Regardless of the bizarre circumstances which brought Kevin Rudd back from the political deadzone – and no western democracy has ever shown such casual brutality to its elected national leaders as was inflicted on Rudd in 2010, and Gillard in 2013 – his re-emergence was a game changer, and no pollster can now reliably call the result.
That may change, but as of now, and the launch of this panel - set up to monitor and comment on the media campaign as it unfolds – both main parties are genuinely competitive. For that reason, the campaign will be aggressive, and intense. Most campaigns are, but given the tight polling numbers and the personal animosity which seems to fuel the respective leaderships as they compete to be seen to be tougher than each other on asylum policy, more competent on economic policy, more or less ambitious on education, disability support and broadband roll out, the 2013 campaign looks set to be a corker. Bad-tempered, coldly calculating, tricksy – and wonderfully entertaining.
The Conversation’s media panel will aim to capture those qualities, as well as taking a detached, non-partisan look at the substance of the campaigns as they evolve day to day, week to week. It will analyse the communicative strategies being employed to sell the competing programs to what is, by most accounts, a somewhat disillusioned and cynical electorate.
The focus of contributors will be on the established, mainstream media, for the simple reason that these remain the key points of entry for citizens who wish to be informed about Australian politics.
Social media will be more prominent in this campaign than ever before, used round the clock by the parties to organise and disseminate their messages, and by citizens to share and debate those messages. There exists a vast online commentariat of bloggers, tweeters, Facebookers and Youtubers who comprise a parallel public sphere running alongside the “big media” of the mainstream.
Increasingly, new and old media intersect, or collide, as they compete to set agendas and blow the whistle on each other’s inaccuracies and flaws. In the future social network and internet sources may come to dominate media coverage of political campaigns, their speed, ubiquity and decentralised nature endowing the citizen, or the amateur observer, with an unprecedented degree of access to the consumption AND production of meaningful public discourse about politics.
But we are not there yet. In 2013 the key media of influence on the Australian people as they set about choosing their next government will be those with which they are familiar, and which, even as they decline in reach over time, retain the greatest degree of credibility as information sources. Even the 24-hour news channels of ABC and Sky command audiences of magnitudes smaller than the mainstream outlets – free-to-air TV and radio news bulletins, prime time current affairs, mass circulation newspapers.
Work by Melbourne University’s Sally Young and others showed that in the 2010 election online channels and networks were used by relatively few of the Australian population to read and talk about politics, and certainly not by the great mass of “ordinary” citizens.

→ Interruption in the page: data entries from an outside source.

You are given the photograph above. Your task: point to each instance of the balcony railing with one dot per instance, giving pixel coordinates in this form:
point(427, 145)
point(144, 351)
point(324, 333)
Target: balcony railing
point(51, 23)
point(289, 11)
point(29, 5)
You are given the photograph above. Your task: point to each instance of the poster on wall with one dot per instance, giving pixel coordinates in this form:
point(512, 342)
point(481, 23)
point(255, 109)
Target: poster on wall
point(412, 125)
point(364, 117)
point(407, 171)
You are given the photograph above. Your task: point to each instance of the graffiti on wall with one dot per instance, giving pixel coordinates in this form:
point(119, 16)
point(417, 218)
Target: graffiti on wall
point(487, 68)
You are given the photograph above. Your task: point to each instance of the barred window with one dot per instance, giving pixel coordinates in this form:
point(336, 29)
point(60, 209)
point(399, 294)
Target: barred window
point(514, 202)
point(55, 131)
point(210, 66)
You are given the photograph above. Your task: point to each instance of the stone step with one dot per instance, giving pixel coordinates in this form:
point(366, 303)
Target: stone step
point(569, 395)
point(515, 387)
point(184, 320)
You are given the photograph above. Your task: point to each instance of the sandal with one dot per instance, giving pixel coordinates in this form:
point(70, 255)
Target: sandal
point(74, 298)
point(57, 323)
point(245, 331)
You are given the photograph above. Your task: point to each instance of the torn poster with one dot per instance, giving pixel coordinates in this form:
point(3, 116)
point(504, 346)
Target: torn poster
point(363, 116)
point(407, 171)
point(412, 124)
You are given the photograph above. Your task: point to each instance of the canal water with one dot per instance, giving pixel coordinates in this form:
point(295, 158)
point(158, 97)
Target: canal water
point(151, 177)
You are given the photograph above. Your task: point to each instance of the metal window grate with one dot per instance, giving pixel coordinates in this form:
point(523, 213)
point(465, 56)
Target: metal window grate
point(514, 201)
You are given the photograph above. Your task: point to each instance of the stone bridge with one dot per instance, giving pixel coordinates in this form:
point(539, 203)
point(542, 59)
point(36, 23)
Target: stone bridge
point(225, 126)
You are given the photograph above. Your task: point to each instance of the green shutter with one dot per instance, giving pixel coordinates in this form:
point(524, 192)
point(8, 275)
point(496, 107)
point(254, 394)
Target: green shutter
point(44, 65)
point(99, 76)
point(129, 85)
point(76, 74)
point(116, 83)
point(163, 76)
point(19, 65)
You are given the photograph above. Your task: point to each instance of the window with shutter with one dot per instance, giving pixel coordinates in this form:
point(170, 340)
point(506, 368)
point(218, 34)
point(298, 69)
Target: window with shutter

Legacy media, staffed by professionals and resourced to a level deemed necessary for what we might call “quality” political journalism – although that resourcing is at risk as never before in the emerging business models of News, Fairfax and their mainstream competitors – are the main source of news for most of the people, most of the time. It may be that in 2013 Australia will have its Nate Silver moment, in which an online upstart proves the traditional punditocracy to be full of bluster and hyperbole, as he or she correctly calls the electoral outcome on the basis of publicly available stats.
For now, however, the mainstream media and their army of commentators, reporters and analysts will be the first port of call for most Australians as they seek to follow the campaign’s twists and turns. This panel will act as a kind of filter on the coverage, sifting and sorting for trends, patterns and features of potential significance to the outcome.